The ways to measure impact are still very disparate in Quebec. And the biggest myth that persists about ROI for impact startups is that it's lower than for other businesses. This is even though a large number of investors now incorporate ESG indicators into their decision-making. They are therefore looking for profitable businesses that generate a positive impact. One no longer really goes without the other.
“Impact is an element that transcends several organizational spheres. It is felt in the hearts of organizations starting out today. It is therefore wrong to say that a company that wants to take the traditional route is not obliged to have a certain positive impact socially, environmentally and in terms of governance (ESG). Even if she herself does not care, it will still be a criterion that will be used for her evaluation with current or future investors and customers.
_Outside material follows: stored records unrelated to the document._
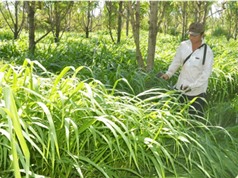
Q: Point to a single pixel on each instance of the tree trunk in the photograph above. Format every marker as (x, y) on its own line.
(109, 10)
(127, 21)
(87, 28)
(57, 23)
(153, 29)
(31, 23)
(119, 25)
(135, 23)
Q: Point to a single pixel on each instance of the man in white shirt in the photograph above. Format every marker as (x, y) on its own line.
(195, 59)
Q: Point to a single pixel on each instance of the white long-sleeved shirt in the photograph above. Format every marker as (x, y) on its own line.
(193, 73)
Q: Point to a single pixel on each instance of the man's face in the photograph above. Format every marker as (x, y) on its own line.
(195, 38)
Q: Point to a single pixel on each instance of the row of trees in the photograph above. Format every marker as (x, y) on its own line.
(56, 17)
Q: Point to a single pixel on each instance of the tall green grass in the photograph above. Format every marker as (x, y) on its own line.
(65, 126)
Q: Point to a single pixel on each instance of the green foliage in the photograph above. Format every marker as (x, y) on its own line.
(83, 109)
(219, 31)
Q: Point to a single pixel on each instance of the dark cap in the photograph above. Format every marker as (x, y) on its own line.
(196, 28)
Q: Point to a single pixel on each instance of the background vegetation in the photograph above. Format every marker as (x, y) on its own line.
(81, 107)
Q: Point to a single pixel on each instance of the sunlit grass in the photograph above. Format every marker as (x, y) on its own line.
(97, 115)
(68, 127)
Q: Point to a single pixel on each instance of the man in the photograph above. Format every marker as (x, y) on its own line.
(196, 60)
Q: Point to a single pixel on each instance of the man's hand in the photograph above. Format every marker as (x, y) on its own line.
(165, 77)
(185, 88)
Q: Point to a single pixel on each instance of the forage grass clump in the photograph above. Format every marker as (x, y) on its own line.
(63, 126)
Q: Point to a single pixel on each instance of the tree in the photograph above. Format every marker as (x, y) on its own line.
(111, 15)
(154, 25)
(135, 23)
(119, 22)
(31, 9)
(57, 12)
(231, 15)
(14, 17)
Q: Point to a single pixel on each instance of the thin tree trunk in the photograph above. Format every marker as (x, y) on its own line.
(31, 22)
(135, 22)
(119, 25)
(153, 29)
(109, 10)
(127, 21)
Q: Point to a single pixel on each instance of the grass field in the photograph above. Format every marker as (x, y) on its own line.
(82, 109)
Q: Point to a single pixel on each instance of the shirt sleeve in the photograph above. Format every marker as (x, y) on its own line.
(176, 63)
(207, 70)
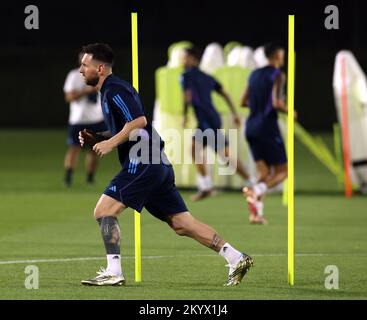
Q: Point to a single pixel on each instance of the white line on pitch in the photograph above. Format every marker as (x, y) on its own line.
(168, 257)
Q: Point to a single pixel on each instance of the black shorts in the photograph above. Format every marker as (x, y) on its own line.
(147, 185)
(73, 131)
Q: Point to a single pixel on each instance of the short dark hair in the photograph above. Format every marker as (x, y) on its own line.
(100, 51)
(271, 48)
(194, 52)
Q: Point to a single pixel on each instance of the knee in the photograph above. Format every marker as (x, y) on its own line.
(101, 211)
(98, 212)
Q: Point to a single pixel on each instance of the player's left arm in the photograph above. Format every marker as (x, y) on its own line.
(227, 98)
(106, 146)
(277, 96)
(187, 103)
(129, 106)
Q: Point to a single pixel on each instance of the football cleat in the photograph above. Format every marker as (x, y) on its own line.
(251, 203)
(105, 278)
(238, 271)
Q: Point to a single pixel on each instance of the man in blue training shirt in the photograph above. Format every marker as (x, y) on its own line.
(198, 87)
(142, 182)
(264, 98)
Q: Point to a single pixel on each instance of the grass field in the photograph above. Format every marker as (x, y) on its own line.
(40, 219)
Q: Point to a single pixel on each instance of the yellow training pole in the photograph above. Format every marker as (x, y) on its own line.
(137, 224)
(290, 139)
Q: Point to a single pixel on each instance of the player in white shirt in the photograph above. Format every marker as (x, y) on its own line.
(85, 113)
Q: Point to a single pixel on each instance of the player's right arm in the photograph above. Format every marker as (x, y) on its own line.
(187, 95)
(90, 138)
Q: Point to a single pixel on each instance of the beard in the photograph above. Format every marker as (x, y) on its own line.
(92, 81)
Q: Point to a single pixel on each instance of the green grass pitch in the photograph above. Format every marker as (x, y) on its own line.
(41, 219)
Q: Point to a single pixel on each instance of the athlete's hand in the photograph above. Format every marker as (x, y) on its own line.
(237, 121)
(103, 147)
(87, 138)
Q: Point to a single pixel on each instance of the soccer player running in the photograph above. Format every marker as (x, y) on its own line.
(198, 87)
(264, 97)
(141, 183)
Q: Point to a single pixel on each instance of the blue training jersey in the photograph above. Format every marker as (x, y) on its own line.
(121, 104)
(263, 118)
(201, 86)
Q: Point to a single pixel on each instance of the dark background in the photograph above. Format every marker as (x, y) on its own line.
(34, 63)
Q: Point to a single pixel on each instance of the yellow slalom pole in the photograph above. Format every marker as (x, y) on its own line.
(137, 223)
(290, 139)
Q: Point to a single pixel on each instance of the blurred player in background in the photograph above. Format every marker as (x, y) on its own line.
(85, 112)
(264, 97)
(141, 183)
(198, 87)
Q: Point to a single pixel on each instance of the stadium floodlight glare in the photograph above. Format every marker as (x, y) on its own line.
(135, 72)
(290, 139)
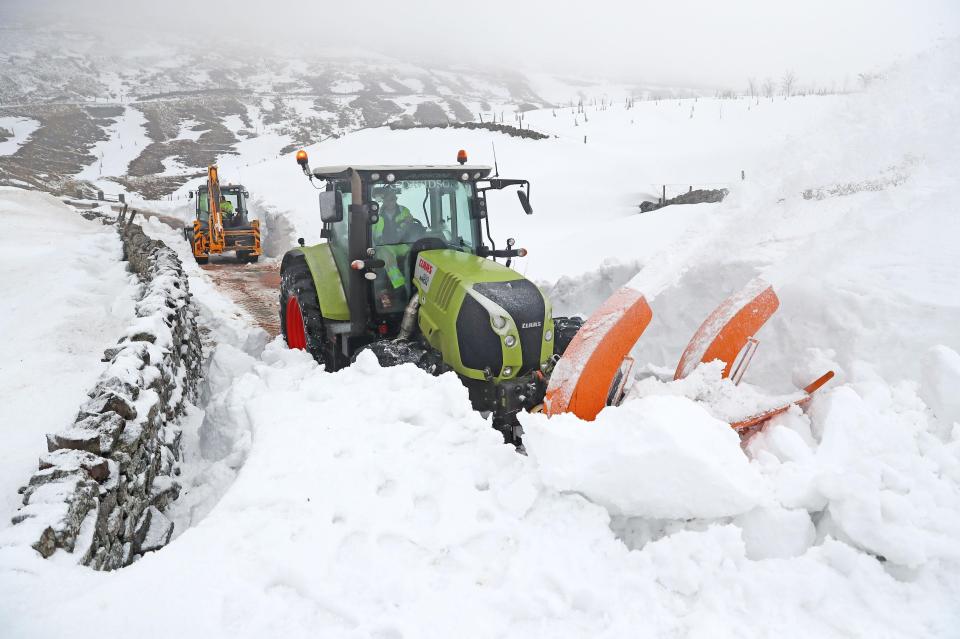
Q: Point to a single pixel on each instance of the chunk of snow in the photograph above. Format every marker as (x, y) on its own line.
(661, 457)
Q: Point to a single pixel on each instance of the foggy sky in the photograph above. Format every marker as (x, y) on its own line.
(675, 42)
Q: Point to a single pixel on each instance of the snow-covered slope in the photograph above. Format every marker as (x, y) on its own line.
(373, 502)
(66, 295)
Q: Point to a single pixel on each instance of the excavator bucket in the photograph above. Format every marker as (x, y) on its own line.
(729, 327)
(581, 381)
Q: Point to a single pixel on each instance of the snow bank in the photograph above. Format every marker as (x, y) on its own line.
(66, 297)
(101, 491)
(376, 502)
(657, 457)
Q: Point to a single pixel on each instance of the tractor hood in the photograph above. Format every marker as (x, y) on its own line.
(486, 319)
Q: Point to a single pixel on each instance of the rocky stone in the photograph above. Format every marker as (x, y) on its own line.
(67, 459)
(159, 531)
(697, 196)
(94, 433)
(108, 401)
(116, 385)
(102, 486)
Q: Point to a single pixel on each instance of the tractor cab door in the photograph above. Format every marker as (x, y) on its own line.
(339, 237)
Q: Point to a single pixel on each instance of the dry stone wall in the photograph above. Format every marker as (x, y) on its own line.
(102, 487)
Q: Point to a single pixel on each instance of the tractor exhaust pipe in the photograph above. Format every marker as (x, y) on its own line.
(409, 322)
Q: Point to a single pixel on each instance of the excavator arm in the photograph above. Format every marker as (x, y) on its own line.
(215, 225)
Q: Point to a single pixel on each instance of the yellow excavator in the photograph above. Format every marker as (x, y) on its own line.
(222, 222)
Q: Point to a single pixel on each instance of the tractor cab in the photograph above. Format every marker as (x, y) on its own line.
(378, 219)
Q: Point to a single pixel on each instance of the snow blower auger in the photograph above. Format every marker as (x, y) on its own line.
(222, 223)
(583, 381)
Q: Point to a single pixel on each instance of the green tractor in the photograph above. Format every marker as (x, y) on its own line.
(406, 273)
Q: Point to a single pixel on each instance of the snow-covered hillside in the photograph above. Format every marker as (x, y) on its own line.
(374, 502)
(65, 297)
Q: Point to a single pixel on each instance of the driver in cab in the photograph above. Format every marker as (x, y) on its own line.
(396, 226)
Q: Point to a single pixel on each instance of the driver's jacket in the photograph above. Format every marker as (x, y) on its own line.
(400, 218)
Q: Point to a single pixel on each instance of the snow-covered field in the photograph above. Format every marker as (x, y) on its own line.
(66, 297)
(374, 502)
(21, 128)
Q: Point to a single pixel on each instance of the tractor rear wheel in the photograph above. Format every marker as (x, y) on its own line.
(301, 321)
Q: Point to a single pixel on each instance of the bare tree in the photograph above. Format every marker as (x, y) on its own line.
(786, 83)
(768, 87)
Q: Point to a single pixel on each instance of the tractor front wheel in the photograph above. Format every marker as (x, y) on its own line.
(301, 321)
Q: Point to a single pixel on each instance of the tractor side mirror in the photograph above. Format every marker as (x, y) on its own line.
(525, 202)
(331, 207)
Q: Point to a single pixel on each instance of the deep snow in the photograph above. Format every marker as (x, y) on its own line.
(374, 502)
(66, 297)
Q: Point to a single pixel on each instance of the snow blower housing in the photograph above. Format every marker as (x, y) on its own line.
(407, 273)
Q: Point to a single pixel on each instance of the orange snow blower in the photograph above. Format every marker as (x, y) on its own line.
(583, 380)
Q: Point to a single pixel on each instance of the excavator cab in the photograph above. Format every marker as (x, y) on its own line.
(222, 222)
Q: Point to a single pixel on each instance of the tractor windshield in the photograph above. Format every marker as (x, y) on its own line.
(413, 209)
(417, 208)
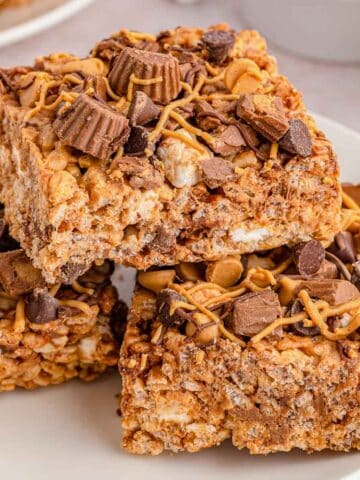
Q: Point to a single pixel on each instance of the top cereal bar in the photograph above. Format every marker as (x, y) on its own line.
(188, 146)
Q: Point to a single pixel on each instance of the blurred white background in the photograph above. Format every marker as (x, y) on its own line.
(329, 88)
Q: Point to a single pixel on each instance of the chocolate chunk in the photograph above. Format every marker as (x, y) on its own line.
(217, 171)
(340, 266)
(308, 257)
(73, 270)
(164, 241)
(298, 327)
(17, 274)
(41, 307)
(140, 172)
(118, 320)
(92, 127)
(252, 312)
(218, 43)
(207, 118)
(265, 114)
(327, 269)
(142, 109)
(96, 84)
(355, 274)
(228, 141)
(343, 247)
(137, 141)
(334, 292)
(297, 139)
(164, 301)
(146, 66)
(353, 191)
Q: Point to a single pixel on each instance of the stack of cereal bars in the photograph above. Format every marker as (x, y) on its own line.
(189, 157)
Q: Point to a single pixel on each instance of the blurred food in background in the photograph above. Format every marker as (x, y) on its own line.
(321, 29)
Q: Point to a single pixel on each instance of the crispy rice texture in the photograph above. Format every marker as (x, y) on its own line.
(103, 216)
(76, 344)
(271, 397)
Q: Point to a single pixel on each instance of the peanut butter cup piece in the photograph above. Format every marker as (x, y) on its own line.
(142, 109)
(146, 65)
(297, 139)
(92, 127)
(252, 312)
(218, 43)
(41, 307)
(308, 257)
(265, 114)
(17, 274)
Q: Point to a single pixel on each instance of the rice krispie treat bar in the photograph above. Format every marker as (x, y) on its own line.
(188, 146)
(50, 334)
(264, 350)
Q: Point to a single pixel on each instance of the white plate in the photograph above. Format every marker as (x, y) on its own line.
(18, 23)
(72, 431)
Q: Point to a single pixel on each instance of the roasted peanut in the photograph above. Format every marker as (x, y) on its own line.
(206, 334)
(156, 280)
(225, 272)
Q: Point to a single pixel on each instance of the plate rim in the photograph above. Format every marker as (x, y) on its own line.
(42, 22)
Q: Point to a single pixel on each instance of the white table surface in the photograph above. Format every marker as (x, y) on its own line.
(329, 88)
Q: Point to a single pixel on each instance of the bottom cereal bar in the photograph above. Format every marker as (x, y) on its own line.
(51, 334)
(263, 350)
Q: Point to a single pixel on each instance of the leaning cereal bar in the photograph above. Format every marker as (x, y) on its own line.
(264, 351)
(50, 334)
(188, 146)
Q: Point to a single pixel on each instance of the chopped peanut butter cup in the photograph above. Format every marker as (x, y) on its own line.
(265, 114)
(156, 74)
(92, 127)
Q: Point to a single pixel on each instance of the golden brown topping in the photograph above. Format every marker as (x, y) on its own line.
(92, 127)
(297, 139)
(243, 76)
(226, 272)
(217, 171)
(156, 74)
(218, 43)
(308, 257)
(189, 272)
(265, 114)
(252, 312)
(142, 109)
(202, 330)
(156, 280)
(334, 292)
(228, 141)
(17, 274)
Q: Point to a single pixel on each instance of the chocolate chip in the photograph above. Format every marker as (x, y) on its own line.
(308, 257)
(252, 312)
(218, 43)
(118, 320)
(164, 301)
(265, 114)
(41, 307)
(297, 139)
(343, 247)
(217, 171)
(137, 142)
(298, 327)
(142, 109)
(355, 274)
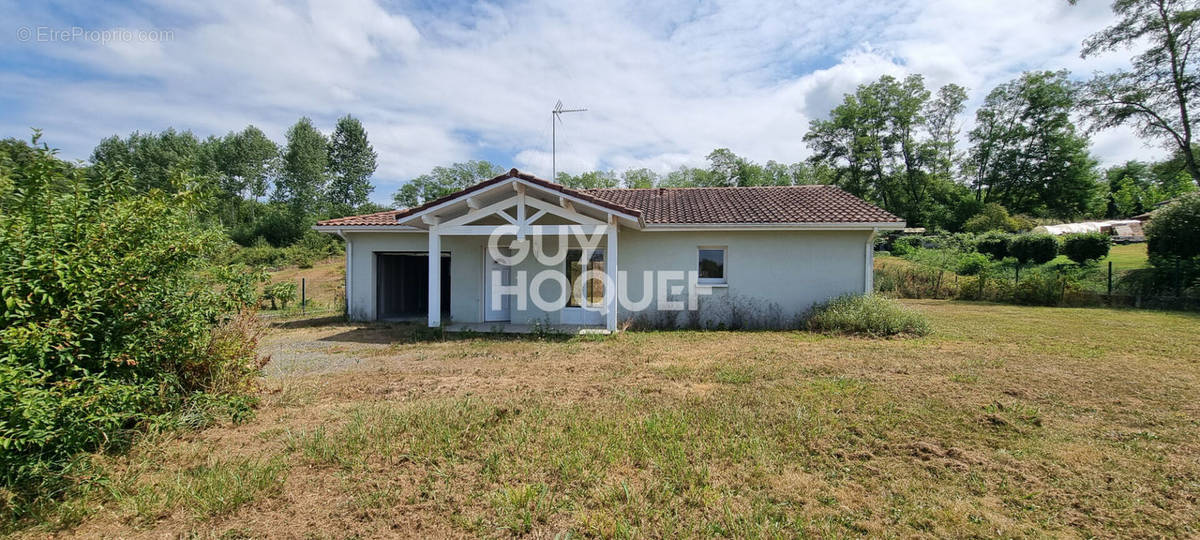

There is now a need for transparency on ESG indicators for all companies,” explains Alex McLean.
In the sense of this entrepreneur, today's businesses have a double challenge: on the one hand, growth and profit margins must follow the impact, on the other hand, it must be quantifiable and very real.
To ensure that they have a fair and clear vision of the projects supported, the Blue Vision Capital team systematically sends a questionnaire to do an impact analysis including, for example, questions about the carbon footprint (environment) to the companies they choose. “This is how we arrive at an exact mathematical formula on the impact of today and that of the future of this company. By standardizing this practice, it is the best way to confirm that the impact is real,” explains Meir Rabkin. This is the way that this firm has found to filter as best as possible companies that would do greenwashing.
The impact report is read in conjunction with the financial projections. It is with this approach that investors estimate where the business will be in the next 2 to 5 years. In light of ESG data, they are able to estimate what the impact is on reducing the carbon footprint, for example, for every dollar of growth.
If we look at the number of “unicorns” today, companies with a valuation of more than $1 billion in the world, about a third of them come from the cleantech sector, points out Meir Rabkin.
In addition, in 2022, the market observed a 40% drop in venture capital dedicated to so-called traditional companies, in all sectors combined. However, if we look at the cleantech sector instead, we notice an increase in investments of around 89%.
Impact startups are therefore taking a major place in the portfolios of investors. They are therefore able to demonstrate that their return on investment is as good as, if not better, than that of traditional businesses and that, in addition, they have a positive impact on society.
This article is developed as part of the Startups campaign, the impact reflex, presented by Startup Montreal in collaboration with the Government of Quebec.